Ted Kennedy once said;
the dream is flitting by,
and very close to dead.
Now we're kept awake
by nightmares in which we
fall downward, and forsake
the up mobility,
the bright-eyed cause for which
the hope must yet endure,
not only for the rich,
but no less for the poor.
Only if we seek
to find, and do not yield,
and strongly serve the weak
and sick who aren't yet healed,
can we succeed: so strive
to see Ted's dream fulfilled,
and make it come alive,
by nightmares never killed.
Ted Kennedy, who died on August 25, 2009, ended his speech to the Democratic Convention in 1980 with these words:
And may it be said of us, both in dark passages and in bright days, in the words of Tennyson that my brothers quoted and loved, and that have special meaning for me now:
"I am a part of all that I have met
To [Tho] much is taken, much abides
That which we are, we are--
One equal temper of heroic hearts
Strong in will
To strive, to seek, to find, and not to yield."

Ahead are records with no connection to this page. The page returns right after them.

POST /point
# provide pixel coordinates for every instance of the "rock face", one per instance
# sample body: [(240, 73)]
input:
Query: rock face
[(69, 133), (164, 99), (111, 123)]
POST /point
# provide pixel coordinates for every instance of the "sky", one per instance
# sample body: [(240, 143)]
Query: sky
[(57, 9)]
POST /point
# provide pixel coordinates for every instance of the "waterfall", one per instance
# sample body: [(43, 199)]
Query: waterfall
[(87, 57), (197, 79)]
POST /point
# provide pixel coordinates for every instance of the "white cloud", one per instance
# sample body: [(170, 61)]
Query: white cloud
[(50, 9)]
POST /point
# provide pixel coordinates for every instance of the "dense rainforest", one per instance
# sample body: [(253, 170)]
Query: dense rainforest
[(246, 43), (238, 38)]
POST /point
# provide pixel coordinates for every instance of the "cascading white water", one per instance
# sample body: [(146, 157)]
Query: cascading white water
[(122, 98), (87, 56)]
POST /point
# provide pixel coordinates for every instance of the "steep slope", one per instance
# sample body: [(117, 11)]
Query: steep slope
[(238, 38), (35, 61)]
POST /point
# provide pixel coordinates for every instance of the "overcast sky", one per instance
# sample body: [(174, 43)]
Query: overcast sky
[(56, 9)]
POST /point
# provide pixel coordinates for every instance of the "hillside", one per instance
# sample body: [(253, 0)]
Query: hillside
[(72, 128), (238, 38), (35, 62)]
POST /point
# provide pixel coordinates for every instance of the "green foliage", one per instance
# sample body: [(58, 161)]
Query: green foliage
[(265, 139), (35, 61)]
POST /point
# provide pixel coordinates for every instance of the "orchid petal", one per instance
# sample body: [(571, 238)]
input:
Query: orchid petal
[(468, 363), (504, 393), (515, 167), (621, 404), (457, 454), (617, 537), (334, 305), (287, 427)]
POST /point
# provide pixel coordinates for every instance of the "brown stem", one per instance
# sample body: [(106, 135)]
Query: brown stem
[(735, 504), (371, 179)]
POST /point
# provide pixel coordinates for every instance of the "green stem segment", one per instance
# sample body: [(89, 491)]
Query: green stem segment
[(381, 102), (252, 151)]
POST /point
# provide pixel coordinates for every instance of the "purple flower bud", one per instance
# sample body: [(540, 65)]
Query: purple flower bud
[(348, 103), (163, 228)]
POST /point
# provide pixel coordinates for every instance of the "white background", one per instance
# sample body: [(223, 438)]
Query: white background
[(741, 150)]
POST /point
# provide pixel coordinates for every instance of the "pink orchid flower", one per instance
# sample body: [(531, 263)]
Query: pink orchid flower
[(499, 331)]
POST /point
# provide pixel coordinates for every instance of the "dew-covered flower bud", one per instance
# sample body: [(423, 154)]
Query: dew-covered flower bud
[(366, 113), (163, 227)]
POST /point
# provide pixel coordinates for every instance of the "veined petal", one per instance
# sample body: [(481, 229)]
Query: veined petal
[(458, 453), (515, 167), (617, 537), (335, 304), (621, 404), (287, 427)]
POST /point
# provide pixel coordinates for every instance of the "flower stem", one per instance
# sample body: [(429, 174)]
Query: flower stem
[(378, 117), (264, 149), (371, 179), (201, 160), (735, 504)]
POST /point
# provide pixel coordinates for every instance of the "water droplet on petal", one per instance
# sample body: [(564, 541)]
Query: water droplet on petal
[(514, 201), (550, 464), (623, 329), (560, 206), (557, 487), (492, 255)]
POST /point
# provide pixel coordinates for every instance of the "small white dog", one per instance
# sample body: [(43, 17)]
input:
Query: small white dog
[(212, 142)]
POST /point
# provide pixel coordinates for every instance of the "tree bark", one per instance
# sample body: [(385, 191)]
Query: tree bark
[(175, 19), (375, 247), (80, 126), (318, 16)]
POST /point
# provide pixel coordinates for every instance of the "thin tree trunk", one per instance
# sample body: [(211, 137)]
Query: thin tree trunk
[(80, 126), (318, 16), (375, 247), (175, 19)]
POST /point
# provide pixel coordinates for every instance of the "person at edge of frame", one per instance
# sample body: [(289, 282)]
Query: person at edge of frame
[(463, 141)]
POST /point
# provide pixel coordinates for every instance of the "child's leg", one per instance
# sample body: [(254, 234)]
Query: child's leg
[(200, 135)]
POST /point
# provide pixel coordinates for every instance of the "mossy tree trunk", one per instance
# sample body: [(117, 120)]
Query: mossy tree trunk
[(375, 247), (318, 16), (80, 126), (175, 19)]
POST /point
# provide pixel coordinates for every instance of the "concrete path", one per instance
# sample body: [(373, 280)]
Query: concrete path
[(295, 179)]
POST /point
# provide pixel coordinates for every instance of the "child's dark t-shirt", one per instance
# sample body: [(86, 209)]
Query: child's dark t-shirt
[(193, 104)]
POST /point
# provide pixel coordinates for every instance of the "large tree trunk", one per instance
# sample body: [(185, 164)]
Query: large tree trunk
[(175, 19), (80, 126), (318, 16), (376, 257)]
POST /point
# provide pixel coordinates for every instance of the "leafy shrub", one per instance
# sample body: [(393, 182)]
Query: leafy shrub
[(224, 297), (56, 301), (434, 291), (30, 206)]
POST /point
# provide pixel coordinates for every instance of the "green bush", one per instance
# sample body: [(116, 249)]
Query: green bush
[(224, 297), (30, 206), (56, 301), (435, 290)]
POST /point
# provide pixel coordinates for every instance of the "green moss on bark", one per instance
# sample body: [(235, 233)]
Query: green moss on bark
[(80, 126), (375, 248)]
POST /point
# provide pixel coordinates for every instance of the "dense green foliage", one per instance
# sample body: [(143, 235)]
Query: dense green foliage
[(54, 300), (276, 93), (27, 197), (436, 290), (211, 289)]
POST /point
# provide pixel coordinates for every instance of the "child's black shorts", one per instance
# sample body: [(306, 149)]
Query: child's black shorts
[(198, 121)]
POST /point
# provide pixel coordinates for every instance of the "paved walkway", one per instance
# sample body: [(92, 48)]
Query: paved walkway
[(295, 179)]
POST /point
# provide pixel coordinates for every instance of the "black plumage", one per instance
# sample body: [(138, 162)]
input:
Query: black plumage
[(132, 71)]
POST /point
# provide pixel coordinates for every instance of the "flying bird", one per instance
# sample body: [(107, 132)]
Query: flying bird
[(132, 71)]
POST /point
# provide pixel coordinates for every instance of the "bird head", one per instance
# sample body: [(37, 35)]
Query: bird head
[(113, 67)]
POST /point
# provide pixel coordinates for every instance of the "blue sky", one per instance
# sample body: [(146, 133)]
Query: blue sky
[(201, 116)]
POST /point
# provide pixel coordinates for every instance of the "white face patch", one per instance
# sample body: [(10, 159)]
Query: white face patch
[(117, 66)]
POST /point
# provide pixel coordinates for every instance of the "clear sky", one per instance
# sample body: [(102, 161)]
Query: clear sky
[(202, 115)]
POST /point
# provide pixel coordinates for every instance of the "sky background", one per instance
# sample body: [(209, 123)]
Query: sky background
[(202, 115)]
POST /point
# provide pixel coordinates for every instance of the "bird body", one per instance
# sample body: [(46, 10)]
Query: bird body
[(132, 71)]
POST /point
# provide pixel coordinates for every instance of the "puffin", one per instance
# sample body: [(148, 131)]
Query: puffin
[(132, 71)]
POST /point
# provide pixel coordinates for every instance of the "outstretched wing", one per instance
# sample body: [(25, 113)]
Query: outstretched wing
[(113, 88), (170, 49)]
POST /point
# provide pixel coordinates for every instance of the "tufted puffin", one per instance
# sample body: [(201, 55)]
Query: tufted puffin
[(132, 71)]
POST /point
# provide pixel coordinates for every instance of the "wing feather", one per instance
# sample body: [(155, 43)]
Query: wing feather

For me, a few hours ago, this campaign came to an end.
For all those whose cares have been our concern, the work goes on, the cause endures, the hope still lives, and the dream shall never die.
In her tribute to Ted Kennedy in the Huffington Post Ariana Huffington wrote:
"Something died in America," said civil rights leader Rep. John Lewis of Robert F. Kennedy's untimely death. "Something died within all of us." Watching the snippets of Ted Kennedy's speeches playing again and again on cable and online reminds us of something else that has died in America: the national conversation about what the Bible calls "the least among us." It's been missing for a while. Kennedy's passing reminds us how much we need to revive it -- and make it central to the political debate. For over four decades, Kennedy, in his words and his actions, forced us to question how we, as a nation, were treating the poor, the forgotten, the working families struggling to make ends meet. He gave voice to the voiceless, refusing to let us forget about their plight...."The dream shall never die," Kennedy famously said in 1980. But the ranks of the poor have grown to over 38 million. And downward mobility--the antithesis of the American Dream--has become reality for hundreds of thousands of middle class families. We need to make sure that the focus on them, revived via the retrospectives on Ted Kennedy's work and words, doesn't fade away as soon as the tributes are over.